Sílvia aponta também o plantio de árvores por empresas que possuem elevada pegada de carbono, ou seja, emitem grandes quantidades de gases de efeito estufa na atmosfera, como forma de compensação, como algo que não funciona. “Isto é ridículo. Até que elas cresçam para ter o efeito de compensação, elas já foram cortadas outra vez”.

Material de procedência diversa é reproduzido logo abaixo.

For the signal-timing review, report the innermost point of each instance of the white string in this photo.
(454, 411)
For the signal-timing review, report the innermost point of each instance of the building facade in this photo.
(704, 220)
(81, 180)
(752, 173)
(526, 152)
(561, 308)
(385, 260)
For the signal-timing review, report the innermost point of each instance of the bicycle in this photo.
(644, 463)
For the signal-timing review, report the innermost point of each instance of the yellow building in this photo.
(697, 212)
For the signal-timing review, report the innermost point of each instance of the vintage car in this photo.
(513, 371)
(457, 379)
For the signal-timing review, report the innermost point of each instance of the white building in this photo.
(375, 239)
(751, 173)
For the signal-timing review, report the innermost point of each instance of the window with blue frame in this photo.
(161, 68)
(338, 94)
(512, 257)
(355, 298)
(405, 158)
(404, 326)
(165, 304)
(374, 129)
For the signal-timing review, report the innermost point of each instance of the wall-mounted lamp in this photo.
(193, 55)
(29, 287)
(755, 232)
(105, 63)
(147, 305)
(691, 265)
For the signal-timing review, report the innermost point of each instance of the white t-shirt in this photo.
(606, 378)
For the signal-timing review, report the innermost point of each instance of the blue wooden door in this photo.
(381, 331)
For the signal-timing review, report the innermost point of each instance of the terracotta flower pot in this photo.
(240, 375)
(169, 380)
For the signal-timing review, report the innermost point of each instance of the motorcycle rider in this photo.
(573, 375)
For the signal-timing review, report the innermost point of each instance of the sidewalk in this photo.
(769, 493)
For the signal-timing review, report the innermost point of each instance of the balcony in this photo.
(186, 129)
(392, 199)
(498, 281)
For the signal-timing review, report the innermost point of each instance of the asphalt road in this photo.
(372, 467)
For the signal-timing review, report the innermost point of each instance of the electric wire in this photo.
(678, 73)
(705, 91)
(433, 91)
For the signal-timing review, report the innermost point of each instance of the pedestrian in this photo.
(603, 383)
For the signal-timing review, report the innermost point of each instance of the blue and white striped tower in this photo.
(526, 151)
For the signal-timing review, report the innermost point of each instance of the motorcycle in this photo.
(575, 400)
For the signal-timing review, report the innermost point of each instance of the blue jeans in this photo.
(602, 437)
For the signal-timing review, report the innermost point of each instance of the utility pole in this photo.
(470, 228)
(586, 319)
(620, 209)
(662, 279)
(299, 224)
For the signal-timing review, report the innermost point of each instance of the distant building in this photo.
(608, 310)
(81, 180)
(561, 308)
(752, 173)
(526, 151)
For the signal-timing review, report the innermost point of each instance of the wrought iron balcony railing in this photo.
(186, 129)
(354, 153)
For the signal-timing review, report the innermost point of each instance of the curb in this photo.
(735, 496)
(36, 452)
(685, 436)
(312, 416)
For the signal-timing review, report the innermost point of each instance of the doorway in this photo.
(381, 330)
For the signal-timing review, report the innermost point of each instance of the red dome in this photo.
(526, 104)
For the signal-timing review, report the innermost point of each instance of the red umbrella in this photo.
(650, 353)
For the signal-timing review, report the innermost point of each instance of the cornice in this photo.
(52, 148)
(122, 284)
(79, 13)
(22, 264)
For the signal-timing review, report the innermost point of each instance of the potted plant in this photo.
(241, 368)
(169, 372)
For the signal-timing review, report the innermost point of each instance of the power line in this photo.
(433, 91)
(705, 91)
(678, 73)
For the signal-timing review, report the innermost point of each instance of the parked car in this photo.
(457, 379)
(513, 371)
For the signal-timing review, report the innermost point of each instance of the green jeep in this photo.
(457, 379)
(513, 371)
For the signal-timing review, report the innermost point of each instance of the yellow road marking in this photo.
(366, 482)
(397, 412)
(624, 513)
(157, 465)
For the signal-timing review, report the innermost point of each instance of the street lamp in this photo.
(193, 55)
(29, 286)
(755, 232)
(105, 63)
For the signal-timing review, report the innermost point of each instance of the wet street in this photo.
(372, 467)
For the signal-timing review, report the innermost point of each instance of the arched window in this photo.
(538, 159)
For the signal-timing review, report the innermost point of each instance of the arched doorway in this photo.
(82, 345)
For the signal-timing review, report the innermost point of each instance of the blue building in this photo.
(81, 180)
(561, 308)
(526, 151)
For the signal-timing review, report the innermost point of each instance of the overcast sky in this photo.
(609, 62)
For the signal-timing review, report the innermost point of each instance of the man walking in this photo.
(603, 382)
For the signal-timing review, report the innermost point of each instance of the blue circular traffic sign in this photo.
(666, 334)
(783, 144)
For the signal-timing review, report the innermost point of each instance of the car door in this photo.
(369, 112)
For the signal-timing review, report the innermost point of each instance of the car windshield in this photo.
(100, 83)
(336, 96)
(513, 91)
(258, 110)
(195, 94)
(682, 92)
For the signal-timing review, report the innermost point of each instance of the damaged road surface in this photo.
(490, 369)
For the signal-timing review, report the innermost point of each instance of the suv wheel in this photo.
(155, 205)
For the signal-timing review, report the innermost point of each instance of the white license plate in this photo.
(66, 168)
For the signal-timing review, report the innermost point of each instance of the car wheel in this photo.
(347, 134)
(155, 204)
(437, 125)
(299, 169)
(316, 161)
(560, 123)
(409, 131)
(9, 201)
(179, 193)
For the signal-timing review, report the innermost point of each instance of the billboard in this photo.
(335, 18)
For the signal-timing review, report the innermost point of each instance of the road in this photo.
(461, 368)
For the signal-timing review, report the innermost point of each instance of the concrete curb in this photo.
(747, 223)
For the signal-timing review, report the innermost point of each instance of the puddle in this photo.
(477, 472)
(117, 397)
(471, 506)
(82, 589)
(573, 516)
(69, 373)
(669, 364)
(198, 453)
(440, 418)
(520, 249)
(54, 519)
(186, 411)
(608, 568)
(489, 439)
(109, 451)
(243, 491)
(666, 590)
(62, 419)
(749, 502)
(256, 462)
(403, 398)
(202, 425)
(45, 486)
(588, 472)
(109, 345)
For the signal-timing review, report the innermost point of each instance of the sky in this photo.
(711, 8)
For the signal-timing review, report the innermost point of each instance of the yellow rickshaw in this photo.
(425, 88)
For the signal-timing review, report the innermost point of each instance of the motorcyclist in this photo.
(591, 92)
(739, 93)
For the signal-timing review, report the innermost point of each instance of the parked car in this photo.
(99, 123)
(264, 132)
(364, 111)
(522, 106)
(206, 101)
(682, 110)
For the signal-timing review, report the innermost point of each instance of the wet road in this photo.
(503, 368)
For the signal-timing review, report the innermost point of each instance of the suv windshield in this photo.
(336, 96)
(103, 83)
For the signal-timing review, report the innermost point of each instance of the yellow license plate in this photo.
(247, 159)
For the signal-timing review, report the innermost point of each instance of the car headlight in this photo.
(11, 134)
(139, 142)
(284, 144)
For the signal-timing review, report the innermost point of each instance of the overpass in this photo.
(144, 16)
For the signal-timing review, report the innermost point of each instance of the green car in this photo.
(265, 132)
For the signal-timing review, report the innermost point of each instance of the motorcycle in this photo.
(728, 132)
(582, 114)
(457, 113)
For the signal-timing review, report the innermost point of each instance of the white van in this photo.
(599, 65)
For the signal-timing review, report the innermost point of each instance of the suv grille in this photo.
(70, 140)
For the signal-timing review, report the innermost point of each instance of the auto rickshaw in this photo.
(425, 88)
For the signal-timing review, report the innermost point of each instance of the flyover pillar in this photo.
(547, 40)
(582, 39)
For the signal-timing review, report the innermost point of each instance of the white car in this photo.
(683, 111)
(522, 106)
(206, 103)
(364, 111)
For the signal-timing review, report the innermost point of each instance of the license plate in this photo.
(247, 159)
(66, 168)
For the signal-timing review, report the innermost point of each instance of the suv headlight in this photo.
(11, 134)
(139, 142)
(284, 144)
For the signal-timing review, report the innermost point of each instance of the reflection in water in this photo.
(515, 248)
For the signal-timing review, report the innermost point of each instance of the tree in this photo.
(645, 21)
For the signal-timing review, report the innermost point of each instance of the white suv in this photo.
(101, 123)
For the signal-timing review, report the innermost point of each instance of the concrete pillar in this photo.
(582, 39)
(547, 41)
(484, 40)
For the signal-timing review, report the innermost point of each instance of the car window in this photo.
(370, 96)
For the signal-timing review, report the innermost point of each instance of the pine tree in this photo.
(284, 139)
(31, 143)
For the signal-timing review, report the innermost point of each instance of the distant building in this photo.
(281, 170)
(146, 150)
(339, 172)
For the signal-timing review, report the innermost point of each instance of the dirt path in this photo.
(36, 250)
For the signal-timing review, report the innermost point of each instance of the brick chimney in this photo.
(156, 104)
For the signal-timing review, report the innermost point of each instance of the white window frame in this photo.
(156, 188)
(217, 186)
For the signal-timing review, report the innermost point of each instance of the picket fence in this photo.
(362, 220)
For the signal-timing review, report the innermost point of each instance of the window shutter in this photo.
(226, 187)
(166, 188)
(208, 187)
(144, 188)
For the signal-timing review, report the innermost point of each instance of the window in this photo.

Além disso, os acordos climáticos não resolvem. A exemplo das COPS – Conferência das Nações Unidas sobre as Mudanças Climáticas. “São 28 anos de COPs, mas agora também já temos a clareza que as pessoas só se enganam se quiserem. Quem preside as COPS são presidentes de grandes petrolíferas dos respectivos países que vai resolver o problema econômico de algumas empresas e do sistema que vive do fóssil. Mas não vai resolver o problema das pessoas em geral”, afirma.
Soluções
Não há uma solução para o problema da seca, há várias: melhorar a utilização das águas residuais tratadas, monitorizar de forma concreta e fiscalizar o uso das águas subterrâneas, incentivar a população a reduzir consumos, aumentar a eficiência dos sistemas de rega, monitorizar as fugas nos sistemas de distribuição, entre outras. Todas as soluções devem ter em conta as características geográficas do território, salvaguardando, sempre que possível, o equilíbrio dos ecossistemas.
Para Sílvia Carreira, as soluções passam pela mudança de atitudes das pessoas, como a redução do consumo pessoal, bem como fazer a restauração dos ecossistemas que foram perdidos.